Fund says GDP in Hungary, Slovakia and Czech Republic would fall by up to 6%, with Italy, Germany and Austria also hit hard
A total shutdown of Russian gas supply would reduce GDP in the most vulnerable EU countries by as much as 6% and send them plunging into recession, the International Monetary Fund has warned.
Amid speculation that the Russian president, Vladimir Putin, will keep the Nord Stream 1 pipeline closed when routine annual maintenance ends later this week, the IMF said Europe lacked a comprehensive plan to cope with shortages, further increases in energy prices and the impact on growth.
The Washington-based fund identified Hungary, Slovakia and the Czech Republic as the three EU countries likely to suffer most, but said Italy, Germany and Austria would also suffer significant effects.
“The prospect of an unprecedented total shutoff is fuelling concern about gas shortages, still higher prices, and economic impacts. While policymakers are moving swiftly, they lack a blueprint to manage and minimise impact,” IMF officials said in a blogpost.
“Our work shows that in some of the most-affected countries in central and eastern Europe, there is a risk of shortages of as much as 40% of gas consumption and of gross domestic product shrinking by up to 6%.
“The impacts, however, could be mitigated by securing alternative supplies and energy sources, easing infrastructure bottlenecks, encouraging energy savings while protecting vulnerable households, and expanding solidarity agreements to share gas across countries.”
The IMF said Europe’s energy infrastructure and global supply had coped so far with a 60% drop in Russian gas deliveries since June last year, but underlined the potential costs should the Kremlin respond to western sanctions by “weaponising” energy supplies.
Russia’s invasion of Ukraine has already led the fund to cut its growth forecast for the global economy to 3.6% this year, and it will announce a further downgrade later this month.
Total gas consumption in the first three months of 2022 was down 9% from a year earlier, and alternative supplies were being tapped, particularly liquefied natural gas (LNG) sourced from global markets.
“Our work suggests that a reduction of up to 70% in Russian gas could be managed in the short term by accessing alternative supplies and energy sources and given reduced demand from previously high prices,” the IMF said.
“However, diversification would be much harder in a total shutoff. Bottlenecks could reduce the ability to reroute gas within Europe because of insufficient import capacity or transmission constraints.”
The IMF said in the event of a total shutdown, the EU could suffer a drop in economic output of almost 3% over the next 12 months. Some countries, such as Sweden, Denmark and Greece, would see little or no impact on growth, but Italy, due to its high reliance on gas in electricity production, could suffer a hit of more than 5%.

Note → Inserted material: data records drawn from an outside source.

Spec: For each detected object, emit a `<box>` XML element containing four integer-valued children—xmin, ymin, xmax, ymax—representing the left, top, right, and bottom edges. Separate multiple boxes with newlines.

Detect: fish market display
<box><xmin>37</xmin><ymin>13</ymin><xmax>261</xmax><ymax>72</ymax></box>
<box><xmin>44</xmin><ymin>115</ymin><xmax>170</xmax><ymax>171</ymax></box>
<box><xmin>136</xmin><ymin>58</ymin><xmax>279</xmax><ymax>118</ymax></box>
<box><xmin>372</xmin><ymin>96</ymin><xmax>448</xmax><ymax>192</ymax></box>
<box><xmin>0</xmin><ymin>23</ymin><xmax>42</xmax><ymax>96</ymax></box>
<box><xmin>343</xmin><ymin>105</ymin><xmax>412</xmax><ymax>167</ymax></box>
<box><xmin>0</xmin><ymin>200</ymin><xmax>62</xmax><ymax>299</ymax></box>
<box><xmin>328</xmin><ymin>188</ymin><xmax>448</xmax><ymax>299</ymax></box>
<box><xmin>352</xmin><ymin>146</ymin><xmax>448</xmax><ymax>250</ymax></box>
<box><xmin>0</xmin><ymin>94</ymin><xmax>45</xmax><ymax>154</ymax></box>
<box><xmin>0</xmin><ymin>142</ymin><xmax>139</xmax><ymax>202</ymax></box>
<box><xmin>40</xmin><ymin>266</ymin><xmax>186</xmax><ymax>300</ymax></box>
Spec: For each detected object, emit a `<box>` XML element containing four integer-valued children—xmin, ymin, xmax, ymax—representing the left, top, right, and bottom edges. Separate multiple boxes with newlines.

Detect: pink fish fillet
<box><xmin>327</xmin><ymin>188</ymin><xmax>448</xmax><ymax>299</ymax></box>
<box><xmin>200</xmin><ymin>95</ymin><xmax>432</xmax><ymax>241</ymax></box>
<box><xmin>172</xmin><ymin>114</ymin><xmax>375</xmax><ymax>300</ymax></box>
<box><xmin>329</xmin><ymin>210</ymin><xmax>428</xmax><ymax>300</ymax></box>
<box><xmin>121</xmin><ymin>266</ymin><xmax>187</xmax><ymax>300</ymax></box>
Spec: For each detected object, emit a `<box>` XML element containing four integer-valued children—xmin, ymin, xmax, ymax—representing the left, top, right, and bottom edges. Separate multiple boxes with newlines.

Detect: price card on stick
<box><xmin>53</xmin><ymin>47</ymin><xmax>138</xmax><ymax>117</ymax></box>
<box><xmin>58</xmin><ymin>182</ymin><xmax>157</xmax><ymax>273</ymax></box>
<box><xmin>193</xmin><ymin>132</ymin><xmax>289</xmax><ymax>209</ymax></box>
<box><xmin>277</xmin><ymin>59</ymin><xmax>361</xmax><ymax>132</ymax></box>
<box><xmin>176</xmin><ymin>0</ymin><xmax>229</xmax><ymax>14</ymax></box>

“The effects on Austria and Germany would be less severe but still significant, depending on the availability of alternative sources and the ability to lower household gas consumption,” the fund said.
The IMF blog said EU governments needed to boost efforts to secure supplies from global LNG markets and alternative sources, tackle infrastructure bottlenecks to import and distribute gas, have a strategy to share supplies in an emergency, encourage energy savings while protecting vulnerable households and prepare “smart” gas rationing programs.